El estudio señala que los principales actores privados en la financiación de la infraestructura en Latam son los bancos comerciales y que en 2004-14, uno de cada dos dólares para infraestructura privada procedió de esas entidades. En este contexto, la entidad aboga por buscar mayor participación de otros agentes, como los inversores institucionales (fondos de pensión, compañías de seguro y fondos de inversión) en la financiación de infraestructuras en el área, algo que comienza a ser habitual en los países de 4la OCDE.

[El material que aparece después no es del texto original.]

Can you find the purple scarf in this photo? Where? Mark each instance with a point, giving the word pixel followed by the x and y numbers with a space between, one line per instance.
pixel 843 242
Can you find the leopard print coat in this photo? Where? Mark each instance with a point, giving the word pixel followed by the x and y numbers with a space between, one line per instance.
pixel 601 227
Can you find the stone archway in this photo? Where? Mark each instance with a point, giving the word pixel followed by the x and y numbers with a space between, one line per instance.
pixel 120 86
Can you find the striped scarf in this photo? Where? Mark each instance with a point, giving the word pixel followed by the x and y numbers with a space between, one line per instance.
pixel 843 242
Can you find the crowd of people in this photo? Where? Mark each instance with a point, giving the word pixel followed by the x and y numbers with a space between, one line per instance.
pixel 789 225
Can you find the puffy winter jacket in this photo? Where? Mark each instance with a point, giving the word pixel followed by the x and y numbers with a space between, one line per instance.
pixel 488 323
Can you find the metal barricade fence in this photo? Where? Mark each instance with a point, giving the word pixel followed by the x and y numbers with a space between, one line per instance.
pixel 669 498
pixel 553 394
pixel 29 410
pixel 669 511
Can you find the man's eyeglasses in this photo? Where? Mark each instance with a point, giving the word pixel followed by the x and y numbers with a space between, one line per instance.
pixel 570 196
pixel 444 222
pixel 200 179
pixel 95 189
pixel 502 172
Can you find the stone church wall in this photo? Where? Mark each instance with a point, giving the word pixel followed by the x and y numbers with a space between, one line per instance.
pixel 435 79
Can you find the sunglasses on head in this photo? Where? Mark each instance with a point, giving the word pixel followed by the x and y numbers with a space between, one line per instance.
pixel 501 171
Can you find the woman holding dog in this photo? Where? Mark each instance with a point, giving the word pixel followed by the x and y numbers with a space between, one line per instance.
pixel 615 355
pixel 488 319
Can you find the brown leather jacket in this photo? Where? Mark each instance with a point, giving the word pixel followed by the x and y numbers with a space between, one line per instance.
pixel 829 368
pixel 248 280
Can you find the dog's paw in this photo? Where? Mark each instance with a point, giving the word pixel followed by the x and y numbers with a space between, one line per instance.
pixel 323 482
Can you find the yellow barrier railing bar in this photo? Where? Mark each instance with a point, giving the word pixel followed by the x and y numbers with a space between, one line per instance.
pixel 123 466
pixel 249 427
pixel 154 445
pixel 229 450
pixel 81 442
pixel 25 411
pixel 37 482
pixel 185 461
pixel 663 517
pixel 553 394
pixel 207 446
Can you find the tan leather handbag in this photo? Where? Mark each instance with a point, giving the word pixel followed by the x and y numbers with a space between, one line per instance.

“La infraestructura representa un activo idóneo para inversores con metas a largo, como los fondos de pensiones, que gestionan fondos equivalentes al 20% del PIB regional”, dice el BID, que señala que su inversión en infraestructura (en torno al 1% de sus carteras) es muy bajo según estándares globales y considerando que la infraestructura, vista como clase de activo para invertir, reúne características para ese inversor: largo plazo y retornos estables y protegidos de la inflación”.

Y eso que Latam tiene una creciente reserva de fondos de pensiones en Chile, México, Perú, Colombia y Brasil. Con todo, “esa inversión adicional ayudaría a reducir la brecha, pero no bastaría para cerrarla”, según el BID, que admite que trabas regulatorias y escasa capacidad institucional dificultan que la financiación privada vaya a infraestructura.